Apple's book "The Swift Programming Language (Swift 3.1)" states the following:
As with function and method parameters, initialization parameters can have both a parameter name for use within the initializer’s body and an argument label for use when calling the initializer.
However, initializers do not have an identifying function name before their parentheses in the way that functions and methods do. Therefore, the names and types of an initializer’s parameters play a particularly important role in identifying which initializer should be called. Because of this, Swift provides an automatic argument label for every parameter in an initializer if you don’t provide one.
I don't understand the last sentence, as I didn't notice any difference between functions/methods and initializers when it comes to parameters names/labels. How is the argument label automatically provided for an initializer?
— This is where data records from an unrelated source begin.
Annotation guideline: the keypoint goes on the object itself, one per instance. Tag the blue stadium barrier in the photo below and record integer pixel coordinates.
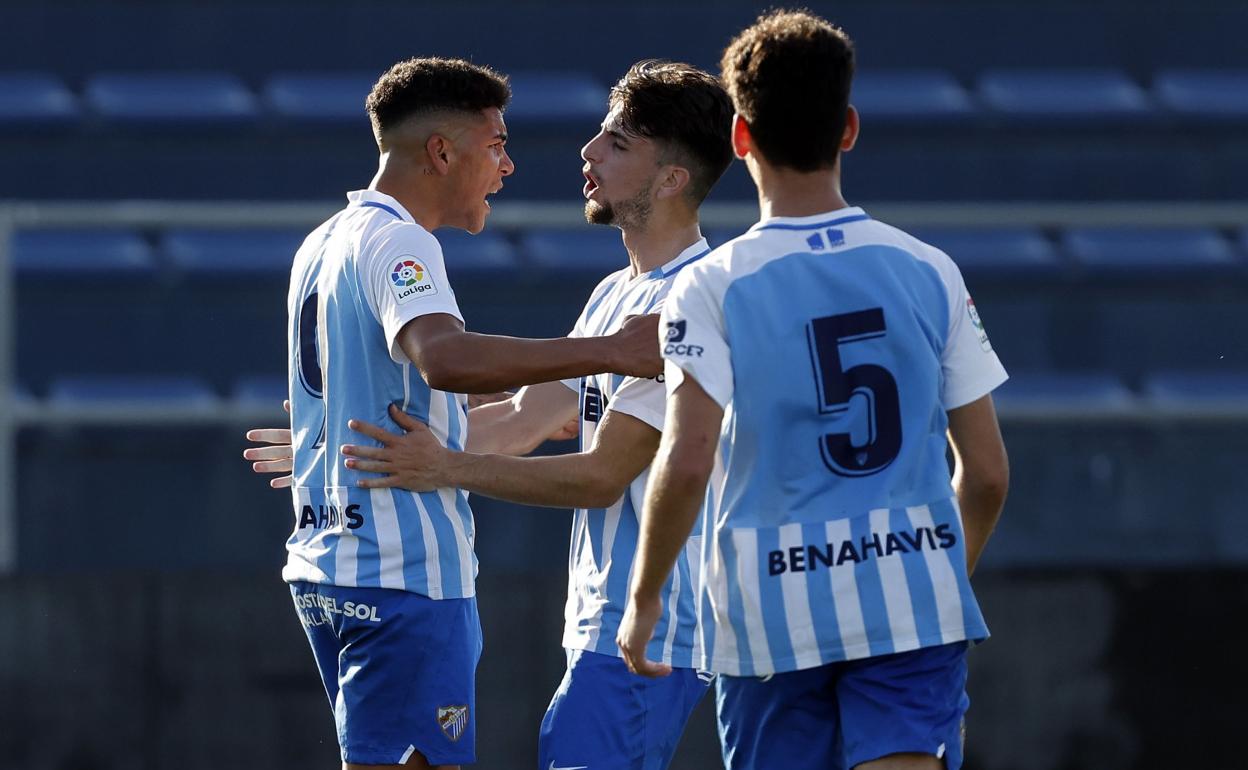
(555, 96)
(1100, 391)
(486, 251)
(1203, 94)
(1004, 251)
(170, 391)
(35, 100)
(170, 97)
(71, 255)
(1151, 251)
(910, 95)
(1086, 95)
(1199, 389)
(330, 97)
(260, 391)
(593, 250)
(231, 252)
The feature being described is this: Given a struct:
struct Point {
let x: Double
let y: Double
}
Swift will automatically generate Point.init(x: Double, y: Double)
. If you add an init
method of your own in the main struct
definition, then Swift won't create that automatic init
. (If you add an init
in an extension, then you will get an automatic init
. This is why people often add convenience init
in an extension for structs.)
The point the last paragraph is trying to make is that Point(x:y:)
is preferable to Point(_:_:)
. The labels in an initializer are even more valuable than labels in method names, because all initializers have the same "base" name ("init"). They're just explaining why they didn't choose a more implicit default that some people might expect coming from other languages.
In short, sometimes unlabeled parameters make sense in methods depending on what the name of the method is and how unambiguous that makes the first parameter. But in init
, unlabeled parameters should be eyed with strong suspicion.